The Stanford AI Index 2026 notes explicitly that evaluation frameworks are being outpaced by the progress they were built to measure. In healthcare and financial services, where model behavior carries direct consequences for patient outcomes and regulatory compliance, that outpacing is not an abstract research concern. It is a governance gap.
What evaluation designed for your context actually requires
The organizations navigating this successfully are supplementing vendor benchmarks with evaluation designed around their actual operating context, tested on their patient population or transaction distribution, not a vendor's test set, and reviewed by clinical or domain practitioners who understand where failure is costly. That kind of evaluation is not something most AI vendors include in their standard offer, and it's not something most internal procurement teams are resourced to design themselves.
This work requires domain expertise that sits at the intersection of regulated industry knowledge and AI evaluation methodology, the ability to construct a test that reflects what actually happens when a model is wrong in a clinical setting, or wrong in a way a compliance team hasn't anticipated yet. That expertise is rarely inside the same organization buying the model.

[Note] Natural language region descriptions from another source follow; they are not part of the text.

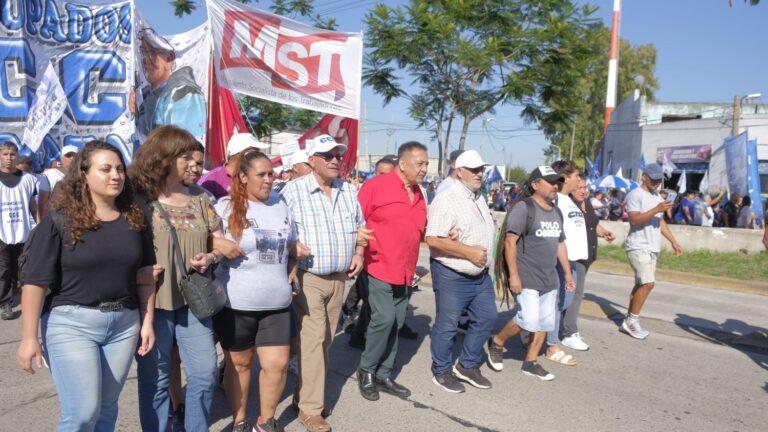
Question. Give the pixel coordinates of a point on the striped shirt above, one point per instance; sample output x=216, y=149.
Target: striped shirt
x=327, y=226
x=458, y=207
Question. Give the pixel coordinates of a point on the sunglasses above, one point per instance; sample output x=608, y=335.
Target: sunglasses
x=475, y=171
x=329, y=156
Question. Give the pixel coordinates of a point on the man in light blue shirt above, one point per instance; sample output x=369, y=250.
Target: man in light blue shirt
x=327, y=216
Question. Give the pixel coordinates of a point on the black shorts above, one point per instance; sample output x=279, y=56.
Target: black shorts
x=241, y=330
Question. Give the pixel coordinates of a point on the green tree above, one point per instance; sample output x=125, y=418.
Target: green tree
x=587, y=115
x=517, y=174
x=264, y=117
x=462, y=58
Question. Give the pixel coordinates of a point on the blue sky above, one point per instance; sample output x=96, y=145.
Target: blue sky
x=707, y=52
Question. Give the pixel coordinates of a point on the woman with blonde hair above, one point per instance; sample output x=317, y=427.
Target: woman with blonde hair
x=158, y=173
x=89, y=255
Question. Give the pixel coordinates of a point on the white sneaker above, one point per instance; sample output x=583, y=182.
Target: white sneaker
x=525, y=337
x=575, y=341
x=634, y=329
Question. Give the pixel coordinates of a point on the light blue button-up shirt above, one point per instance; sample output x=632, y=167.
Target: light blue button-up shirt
x=327, y=226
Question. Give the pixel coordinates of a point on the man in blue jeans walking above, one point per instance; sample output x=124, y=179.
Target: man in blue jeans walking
x=460, y=276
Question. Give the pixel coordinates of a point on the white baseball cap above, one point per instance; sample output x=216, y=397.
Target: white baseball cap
x=69, y=149
x=243, y=141
x=470, y=159
x=323, y=144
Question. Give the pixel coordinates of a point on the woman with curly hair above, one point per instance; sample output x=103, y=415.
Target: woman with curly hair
x=90, y=255
x=256, y=318
x=158, y=172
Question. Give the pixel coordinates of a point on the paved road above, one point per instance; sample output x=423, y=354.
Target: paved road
x=682, y=378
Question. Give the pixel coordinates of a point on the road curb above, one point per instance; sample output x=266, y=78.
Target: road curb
x=746, y=286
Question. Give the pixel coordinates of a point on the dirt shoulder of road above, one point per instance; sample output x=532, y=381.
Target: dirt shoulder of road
x=748, y=286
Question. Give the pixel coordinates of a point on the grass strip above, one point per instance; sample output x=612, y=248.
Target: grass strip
x=732, y=265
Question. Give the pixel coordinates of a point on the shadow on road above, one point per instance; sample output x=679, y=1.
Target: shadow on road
x=750, y=340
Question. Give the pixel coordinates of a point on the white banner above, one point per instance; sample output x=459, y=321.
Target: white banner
x=274, y=58
x=47, y=107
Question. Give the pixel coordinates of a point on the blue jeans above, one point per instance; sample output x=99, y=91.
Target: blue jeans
x=455, y=292
x=89, y=353
x=564, y=300
x=198, y=354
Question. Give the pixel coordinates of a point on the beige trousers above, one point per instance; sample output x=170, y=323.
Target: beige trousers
x=317, y=308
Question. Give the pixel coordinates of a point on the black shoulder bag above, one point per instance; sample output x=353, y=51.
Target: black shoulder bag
x=205, y=296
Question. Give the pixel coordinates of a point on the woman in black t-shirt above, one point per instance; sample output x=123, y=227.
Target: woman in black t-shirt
x=94, y=256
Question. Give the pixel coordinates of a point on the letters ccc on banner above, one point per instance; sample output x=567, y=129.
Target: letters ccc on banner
x=274, y=58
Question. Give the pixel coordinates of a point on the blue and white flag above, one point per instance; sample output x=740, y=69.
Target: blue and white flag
x=48, y=105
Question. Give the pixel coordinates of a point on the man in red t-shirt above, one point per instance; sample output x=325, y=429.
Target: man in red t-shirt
x=395, y=209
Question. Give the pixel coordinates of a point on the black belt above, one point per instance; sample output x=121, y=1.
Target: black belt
x=109, y=306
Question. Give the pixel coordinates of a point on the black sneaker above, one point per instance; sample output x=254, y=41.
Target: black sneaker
x=495, y=355
x=177, y=421
x=535, y=369
x=448, y=382
x=268, y=426
x=407, y=333
x=471, y=376
x=6, y=311
x=242, y=426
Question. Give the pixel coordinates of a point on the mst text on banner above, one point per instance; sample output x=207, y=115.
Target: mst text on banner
x=278, y=59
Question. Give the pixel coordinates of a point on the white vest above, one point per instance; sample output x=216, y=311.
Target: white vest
x=54, y=175
x=15, y=219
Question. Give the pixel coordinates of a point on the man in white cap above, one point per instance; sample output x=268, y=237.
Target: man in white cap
x=460, y=276
x=172, y=97
x=300, y=164
x=218, y=180
x=646, y=226
x=328, y=215
x=55, y=175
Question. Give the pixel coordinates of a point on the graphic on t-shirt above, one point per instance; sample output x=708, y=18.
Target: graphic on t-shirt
x=270, y=245
x=548, y=229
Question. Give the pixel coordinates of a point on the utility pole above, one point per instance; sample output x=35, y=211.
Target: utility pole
x=613, y=64
x=390, y=131
x=573, y=137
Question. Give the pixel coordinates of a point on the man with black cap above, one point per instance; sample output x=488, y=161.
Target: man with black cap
x=453, y=175
x=385, y=165
x=646, y=226
x=534, y=243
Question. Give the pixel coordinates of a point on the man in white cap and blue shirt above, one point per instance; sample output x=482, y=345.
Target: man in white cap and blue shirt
x=460, y=276
x=646, y=226
x=328, y=216
x=55, y=175
x=218, y=180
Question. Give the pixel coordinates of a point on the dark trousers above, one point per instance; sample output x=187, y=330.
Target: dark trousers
x=455, y=292
x=388, y=306
x=359, y=293
x=9, y=270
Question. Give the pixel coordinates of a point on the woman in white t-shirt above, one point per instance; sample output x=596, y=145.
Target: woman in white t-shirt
x=575, y=229
x=256, y=318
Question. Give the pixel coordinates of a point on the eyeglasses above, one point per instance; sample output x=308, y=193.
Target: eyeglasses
x=475, y=171
x=329, y=156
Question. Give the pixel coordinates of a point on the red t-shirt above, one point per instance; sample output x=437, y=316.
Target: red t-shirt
x=398, y=227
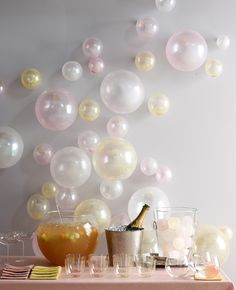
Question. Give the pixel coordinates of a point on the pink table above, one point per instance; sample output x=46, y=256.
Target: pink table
x=160, y=280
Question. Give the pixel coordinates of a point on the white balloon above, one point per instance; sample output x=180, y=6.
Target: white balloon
x=152, y=196
x=122, y=92
x=11, y=147
x=72, y=71
x=111, y=189
x=67, y=198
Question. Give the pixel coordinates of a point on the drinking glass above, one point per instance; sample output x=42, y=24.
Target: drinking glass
x=98, y=265
x=177, y=268
x=145, y=265
x=206, y=266
x=74, y=264
x=123, y=264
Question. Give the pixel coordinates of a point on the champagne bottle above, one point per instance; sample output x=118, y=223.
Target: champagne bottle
x=137, y=223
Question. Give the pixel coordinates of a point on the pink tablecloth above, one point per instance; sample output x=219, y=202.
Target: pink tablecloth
x=159, y=281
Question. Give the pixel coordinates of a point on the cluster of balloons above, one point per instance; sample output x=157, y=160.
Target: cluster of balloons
x=214, y=240
x=92, y=48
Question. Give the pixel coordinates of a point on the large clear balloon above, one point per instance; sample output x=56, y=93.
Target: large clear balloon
x=117, y=127
x=114, y=159
x=96, y=208
x=152, y=196
x=111, y=189
x=56, y=110
x=186, y=50
x=11, y=147
x=43, y=153
x=211, y=239
x=122, y=92
x=70, y=167
x=88, y=141
x=67, y=198
x=37, y=206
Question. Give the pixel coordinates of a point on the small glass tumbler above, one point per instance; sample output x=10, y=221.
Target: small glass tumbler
x=206, y=266
x=74, y=265
x=98, y=266
x=145, y=265
x=123, y=264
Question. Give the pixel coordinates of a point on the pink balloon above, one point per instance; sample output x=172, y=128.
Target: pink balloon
x=35, y=246
x=56, y=110
x=43, y=153
x=186, y=51
x=117, y=127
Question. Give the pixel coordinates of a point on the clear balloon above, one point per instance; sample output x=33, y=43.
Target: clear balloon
x=67, y=198
x=117, y=127
x=158, y=104
x=35, y=246
x=122, y=92
x=72, y=71
x=89, y=110
x=214, y=68
x=98, y=209
x=147, y=26
x=70, y=167
x=152, y=196
x=114, y=159
x=148, y=166
x=163, y=174
x=111, y=189
x=186, y=51
x=11, y=147
x=88, y=141
x=145, y=61
x=2, y=88
x=37, y=206
x=31, y=78
x=119, y=220
x=165, y=5
x=227, y=231
x=210, y=239
x=43, y=153
x=223, y=41
x=96, y=65
x=92, y=47
x=49, y=190
x=56, y=110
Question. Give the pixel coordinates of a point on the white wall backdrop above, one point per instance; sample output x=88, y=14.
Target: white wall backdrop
x=196, y=139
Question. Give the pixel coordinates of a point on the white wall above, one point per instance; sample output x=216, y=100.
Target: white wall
x=196, y=139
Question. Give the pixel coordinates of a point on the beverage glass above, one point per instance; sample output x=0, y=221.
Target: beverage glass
x=98, y=265
x=74, y=265
x=145, y=265
x=123, y=265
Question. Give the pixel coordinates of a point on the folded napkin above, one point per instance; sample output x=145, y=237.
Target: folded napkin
x=11, y=272
x=45, y=273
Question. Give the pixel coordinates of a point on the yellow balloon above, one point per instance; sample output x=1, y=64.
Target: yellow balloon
x=49, y=190
x=114, y=159
x=214, y=68
x=210, y=239
x=31, y=78
x=145, y=61
x=98, y=209
x=89, y=110
x=37, y=206
x=158, y=104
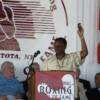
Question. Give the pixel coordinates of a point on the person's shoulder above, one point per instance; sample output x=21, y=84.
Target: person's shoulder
x=50, y=58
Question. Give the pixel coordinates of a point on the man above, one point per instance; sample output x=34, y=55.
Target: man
x=7, y=29
x=10, y=88
x=94, y=93
x=64, y=61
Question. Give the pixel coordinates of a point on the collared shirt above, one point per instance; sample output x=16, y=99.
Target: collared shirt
x=68, y=63
x=10, y=86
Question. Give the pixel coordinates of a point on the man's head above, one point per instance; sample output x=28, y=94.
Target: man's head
x=97, y=80
x=7, y=69
x=60, y=45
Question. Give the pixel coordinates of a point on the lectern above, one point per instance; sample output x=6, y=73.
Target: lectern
x=52, y=85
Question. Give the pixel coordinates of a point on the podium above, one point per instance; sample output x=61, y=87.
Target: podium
x=52, y=85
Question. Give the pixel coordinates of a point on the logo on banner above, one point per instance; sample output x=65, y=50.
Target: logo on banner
x=64, y=93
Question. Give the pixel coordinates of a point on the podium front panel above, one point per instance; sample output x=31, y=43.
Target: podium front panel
x=54, y=85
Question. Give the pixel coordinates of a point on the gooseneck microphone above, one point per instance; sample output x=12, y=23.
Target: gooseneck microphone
x=30, y=68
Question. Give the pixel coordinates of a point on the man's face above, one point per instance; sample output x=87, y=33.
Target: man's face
x=97, y=80
x=59, y=47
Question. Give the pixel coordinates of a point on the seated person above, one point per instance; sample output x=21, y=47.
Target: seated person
x=10, y=87
x=81, y=88
x=86, y=84
x=94, y=93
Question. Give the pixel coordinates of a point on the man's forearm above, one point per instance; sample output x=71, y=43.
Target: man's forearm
x=84, y=50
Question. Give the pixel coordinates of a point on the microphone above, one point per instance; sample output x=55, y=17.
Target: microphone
x=28, y=69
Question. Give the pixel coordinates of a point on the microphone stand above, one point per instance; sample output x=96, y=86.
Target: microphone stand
x=31, y=78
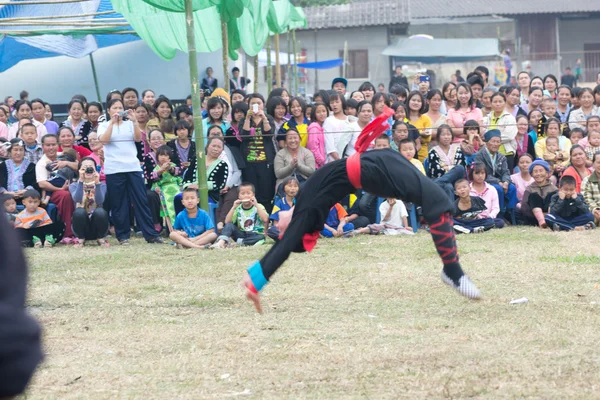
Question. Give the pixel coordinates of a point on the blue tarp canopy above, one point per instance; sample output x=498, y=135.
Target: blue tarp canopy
x=327, y=64
x=14, y=49
x=435, y=51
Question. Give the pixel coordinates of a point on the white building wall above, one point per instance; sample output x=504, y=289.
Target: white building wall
x=326, y=45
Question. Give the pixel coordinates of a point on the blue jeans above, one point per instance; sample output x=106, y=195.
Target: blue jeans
x=569, y=224
x=507, y=200
x=124, y=189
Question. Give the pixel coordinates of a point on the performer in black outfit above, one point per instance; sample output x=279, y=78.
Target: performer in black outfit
x=384, y=173
x=20, y=349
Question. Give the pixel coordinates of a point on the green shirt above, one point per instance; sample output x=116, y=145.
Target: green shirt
x=248, y=219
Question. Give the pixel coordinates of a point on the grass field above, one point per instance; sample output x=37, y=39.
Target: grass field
x=366, y=317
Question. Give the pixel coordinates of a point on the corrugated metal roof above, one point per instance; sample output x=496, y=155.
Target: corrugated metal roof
x=367, y=13
x=466, y=8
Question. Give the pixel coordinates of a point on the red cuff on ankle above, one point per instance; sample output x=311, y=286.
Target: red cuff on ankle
x=250, y=287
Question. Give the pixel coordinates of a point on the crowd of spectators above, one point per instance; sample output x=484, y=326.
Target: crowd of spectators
x=504, y=155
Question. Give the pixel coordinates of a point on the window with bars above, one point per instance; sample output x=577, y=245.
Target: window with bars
x=357, y=64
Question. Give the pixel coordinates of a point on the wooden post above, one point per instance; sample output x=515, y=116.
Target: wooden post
x=277, y=63
x=95, y=79
x=225, y=56
x=197, y=106
x=295, y=62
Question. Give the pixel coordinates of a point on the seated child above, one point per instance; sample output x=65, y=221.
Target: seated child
x=59, y=177
x=245, y=222
x=468, y=211
x=482, y=189
x=193, y=228
x=168, y=185
x=576, y=135
x=10, y=208
x=33, y=224
x=408, y=149
x=290, y=188
x=394, y=220
x=537, y=196
x=382, y=142
x=33, y=150
x=557, y=159
x=593, y=146
x=336, y=225
x=568, y=210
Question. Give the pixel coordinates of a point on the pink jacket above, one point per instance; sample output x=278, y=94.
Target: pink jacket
x=490, y=196
x=316, y=143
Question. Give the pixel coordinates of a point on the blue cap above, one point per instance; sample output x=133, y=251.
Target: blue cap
x=491, y=133
x=541, y=163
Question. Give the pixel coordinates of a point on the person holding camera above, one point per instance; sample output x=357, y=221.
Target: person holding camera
x=90, y=220
x=124, y=178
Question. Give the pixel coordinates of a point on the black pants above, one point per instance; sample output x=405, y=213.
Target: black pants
x=154, y=205
x=125, y=189
x=262, y=176
x=90, y=227
x=56, y=230
x=384, y=173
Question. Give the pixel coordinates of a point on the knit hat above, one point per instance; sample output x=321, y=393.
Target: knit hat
x=220, y=92
x=541, y=163
x=490, y=134
x=339, y=79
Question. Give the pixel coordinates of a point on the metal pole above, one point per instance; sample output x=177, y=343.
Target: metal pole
x=277, y=63
x=269, y=67
x=225, y=56
x=558, y=57
x=345, y=61
x=196, y=106
x=95, y=78
x=295, y=63
x=288, y=72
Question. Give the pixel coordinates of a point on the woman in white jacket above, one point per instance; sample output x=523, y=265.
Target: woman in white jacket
x=502, y=120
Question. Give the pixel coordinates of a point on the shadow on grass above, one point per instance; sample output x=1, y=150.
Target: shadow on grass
x=578, y=259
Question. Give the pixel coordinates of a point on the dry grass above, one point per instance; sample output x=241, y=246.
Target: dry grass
x=366, y=317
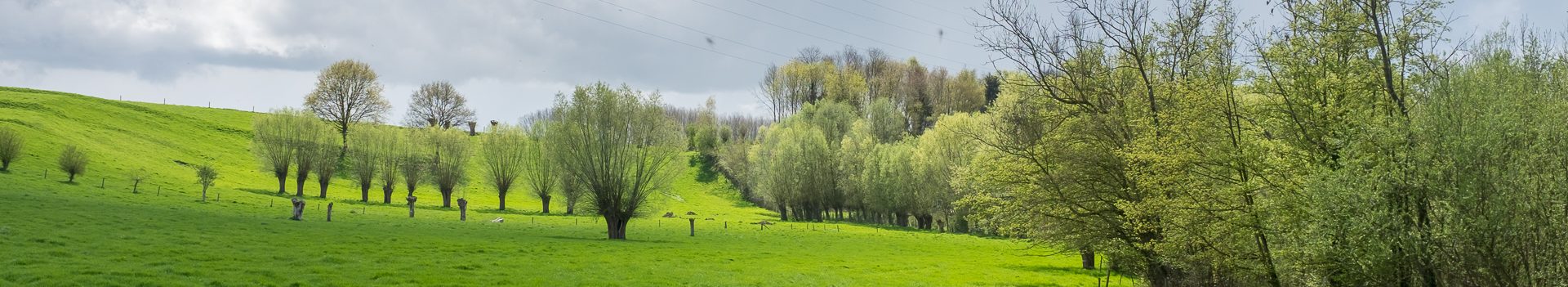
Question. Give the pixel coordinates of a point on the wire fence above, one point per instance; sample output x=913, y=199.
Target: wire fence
x=160, y=187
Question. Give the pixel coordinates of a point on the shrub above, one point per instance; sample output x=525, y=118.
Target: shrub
x=73, y=162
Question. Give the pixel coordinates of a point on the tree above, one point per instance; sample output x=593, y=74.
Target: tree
x=347, y=93
x=73, y=162
x=364, y=157
x=540, y=164
x=618, y=145
x=506, y=155
x=136, y=179
x=325, y=162
x=10, y=146
x=390, y=160
x=274, y=143
x=206, y=176
x=306, y=154
x=438, y=104
x=414, y=159
x=449, y=160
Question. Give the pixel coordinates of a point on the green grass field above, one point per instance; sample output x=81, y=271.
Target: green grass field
x=78, y=234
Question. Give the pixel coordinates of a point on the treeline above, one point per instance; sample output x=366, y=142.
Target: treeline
x=1341, y=148
x=601, y=148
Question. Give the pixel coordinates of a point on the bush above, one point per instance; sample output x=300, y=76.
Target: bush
x=10, y=146
x=73, y=162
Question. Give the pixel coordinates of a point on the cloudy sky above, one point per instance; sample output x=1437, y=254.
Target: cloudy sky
x=507, y=57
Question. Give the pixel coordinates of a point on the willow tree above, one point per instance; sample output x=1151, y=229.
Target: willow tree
x=618, y=145
x=449, y=162
x=366, y=155
x=506, y=157
x=10, y=146
x=274, y=143
x=540, y=167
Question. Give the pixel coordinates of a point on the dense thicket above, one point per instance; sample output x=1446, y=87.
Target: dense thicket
x=1341, y=148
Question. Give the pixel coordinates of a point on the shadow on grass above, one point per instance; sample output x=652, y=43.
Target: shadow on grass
x=706, y=170
x=603, y=239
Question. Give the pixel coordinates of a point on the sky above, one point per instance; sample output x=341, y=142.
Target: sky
x=510, y=58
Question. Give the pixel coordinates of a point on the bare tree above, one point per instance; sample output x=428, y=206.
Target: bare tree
x=73, y=162
x=506, y=157
x=438, y=104
x=618, y=145
x=347, y=93
x=10, y=146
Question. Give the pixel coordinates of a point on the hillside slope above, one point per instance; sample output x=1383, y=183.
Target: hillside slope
x=68, y=234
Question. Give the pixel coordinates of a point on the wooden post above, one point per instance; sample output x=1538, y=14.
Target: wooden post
x=412, y=206
x=298, y=204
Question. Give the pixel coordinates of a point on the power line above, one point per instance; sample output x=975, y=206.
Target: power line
x=906, y=29
x=918, y=18
x=770, y=24
x=852, y=32
x=692, y=29
x=700, y=47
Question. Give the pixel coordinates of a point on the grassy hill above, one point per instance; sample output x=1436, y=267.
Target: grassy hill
x=83, y=234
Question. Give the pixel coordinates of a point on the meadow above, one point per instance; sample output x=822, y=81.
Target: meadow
x=98, y=232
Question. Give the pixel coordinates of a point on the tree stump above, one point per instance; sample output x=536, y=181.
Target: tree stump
x=463, y=209
x=412, y=206
x=298, y=206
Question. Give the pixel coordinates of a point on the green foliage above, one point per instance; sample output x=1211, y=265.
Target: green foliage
x=618, y=145
x=11, y=143
x=73, y=160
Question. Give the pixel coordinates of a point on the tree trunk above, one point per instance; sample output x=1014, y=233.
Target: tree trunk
x=546, y=204
x=298, y=212
x=412, y=206
x=783, y=212
x=446, y=198
x=617, y=226
x=1089, y=258
x=502, y=195
x=300, y=184
x=323, y=189
x=386, y=193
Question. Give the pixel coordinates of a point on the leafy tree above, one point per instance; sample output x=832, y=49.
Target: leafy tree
x=449, y=160
x=438, y=104
x=73, y=162
x=347, y=93
x=206, y=176
x=325, y=160
x=618, y=145
x=506, y=155
x=10, y=146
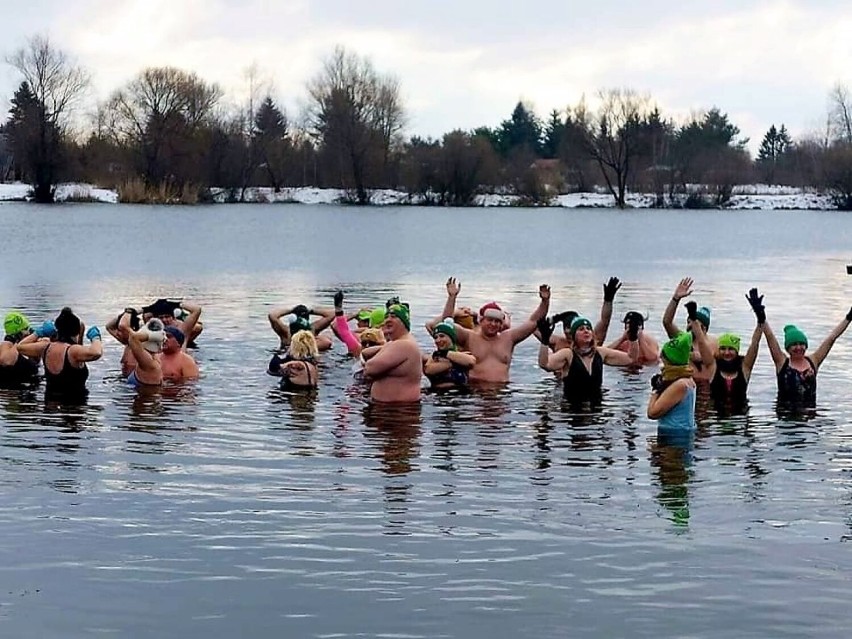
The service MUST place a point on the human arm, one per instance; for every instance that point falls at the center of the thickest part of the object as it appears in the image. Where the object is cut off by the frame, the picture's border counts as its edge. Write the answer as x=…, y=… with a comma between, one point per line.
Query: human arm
x=524, y=330
x=661, y=403
x=823, y=349
x=683, y=289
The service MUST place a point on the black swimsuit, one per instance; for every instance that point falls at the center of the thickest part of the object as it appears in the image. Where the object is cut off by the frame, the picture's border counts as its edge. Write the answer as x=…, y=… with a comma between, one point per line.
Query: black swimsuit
x=68, y=383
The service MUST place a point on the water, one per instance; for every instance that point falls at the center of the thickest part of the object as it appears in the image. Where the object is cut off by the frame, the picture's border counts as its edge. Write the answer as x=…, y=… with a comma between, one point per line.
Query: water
x=227, y=508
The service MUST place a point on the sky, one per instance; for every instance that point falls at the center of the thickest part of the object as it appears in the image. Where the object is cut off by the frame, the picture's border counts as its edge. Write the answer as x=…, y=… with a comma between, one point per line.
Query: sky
x=466, y=63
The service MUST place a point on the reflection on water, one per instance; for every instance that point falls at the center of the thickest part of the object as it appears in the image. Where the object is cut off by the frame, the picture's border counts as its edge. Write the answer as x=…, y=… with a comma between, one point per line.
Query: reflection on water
x=233, y=508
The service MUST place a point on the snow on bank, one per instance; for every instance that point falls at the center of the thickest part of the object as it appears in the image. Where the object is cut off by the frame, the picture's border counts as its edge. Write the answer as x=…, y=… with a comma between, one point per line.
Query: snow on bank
x=755, y=196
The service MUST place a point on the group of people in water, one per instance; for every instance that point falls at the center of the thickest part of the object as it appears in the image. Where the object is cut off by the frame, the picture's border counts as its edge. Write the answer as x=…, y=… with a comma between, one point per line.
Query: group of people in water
x=470, y=348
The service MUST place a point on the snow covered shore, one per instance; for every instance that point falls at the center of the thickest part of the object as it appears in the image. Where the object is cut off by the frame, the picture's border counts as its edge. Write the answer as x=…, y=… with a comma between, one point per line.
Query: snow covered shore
x=758, y=196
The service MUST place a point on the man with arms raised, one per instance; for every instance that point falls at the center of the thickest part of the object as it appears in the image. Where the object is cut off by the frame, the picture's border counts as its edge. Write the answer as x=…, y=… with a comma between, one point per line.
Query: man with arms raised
x=396, y=368
x=489, y=343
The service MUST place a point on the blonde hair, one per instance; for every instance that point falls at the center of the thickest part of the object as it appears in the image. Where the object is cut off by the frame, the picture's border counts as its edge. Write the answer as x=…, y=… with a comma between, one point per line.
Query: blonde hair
x=303, y=345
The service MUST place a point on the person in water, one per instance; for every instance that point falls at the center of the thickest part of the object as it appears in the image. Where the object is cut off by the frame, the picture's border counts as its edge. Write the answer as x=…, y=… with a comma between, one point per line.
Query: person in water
x=145, y=345
x=684, y=289
x=796, y=371
x=649, y=349
x=672, y=401
x=65, y=359
x=286, y=322
x=299, y=367
x=558, y=342
x=447, y=367
x=582, y=364
x=489, y=342
x=395, y=370
x=729, y=371
x=16, y=369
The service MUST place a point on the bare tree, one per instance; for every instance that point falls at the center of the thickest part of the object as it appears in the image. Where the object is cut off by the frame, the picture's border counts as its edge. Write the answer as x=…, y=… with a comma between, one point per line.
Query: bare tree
x=840, y=113
x=356, y=115
x=57, y=83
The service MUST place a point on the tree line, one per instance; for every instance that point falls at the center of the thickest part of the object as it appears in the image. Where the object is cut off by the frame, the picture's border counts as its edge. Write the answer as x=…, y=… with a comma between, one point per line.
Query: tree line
x=166, y=136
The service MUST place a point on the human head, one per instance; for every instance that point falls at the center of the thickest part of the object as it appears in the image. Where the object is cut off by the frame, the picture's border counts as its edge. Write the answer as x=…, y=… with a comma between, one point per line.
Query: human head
x=303, y=345
x=793, y=336
x=16, y=325
x=69, y=328
x=445, y=332
x=371, y=337
x=729, y=346
x=678, y=350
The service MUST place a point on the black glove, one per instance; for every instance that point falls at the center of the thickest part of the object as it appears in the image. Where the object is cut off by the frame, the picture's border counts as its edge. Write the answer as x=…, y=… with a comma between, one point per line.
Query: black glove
x=545, y=329
x=633, y=329
x=302, y=311
x=756, y=303
x=611, y=288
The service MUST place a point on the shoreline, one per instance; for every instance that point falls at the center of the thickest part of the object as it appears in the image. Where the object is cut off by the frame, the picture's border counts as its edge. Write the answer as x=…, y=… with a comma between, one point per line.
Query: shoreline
x=747, y=197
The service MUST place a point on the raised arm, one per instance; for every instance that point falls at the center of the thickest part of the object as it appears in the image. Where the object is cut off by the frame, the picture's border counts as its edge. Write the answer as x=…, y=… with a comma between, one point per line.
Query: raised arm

The MD Anderson project is nearly a decade old. The lesson it offers, that the benchmark used to select a system should represent the problem the system will actually face, has not yet become standard practice in healthcare or banking AI procurement. In 2026, with the pace of model development and the scale of deployment both accelerating, the cost of that gap is higher than it has ever been. The organizations closing it are the ones working with partners who can evaluate what the benchmark never tested, before a deployment is the thing that does the testing.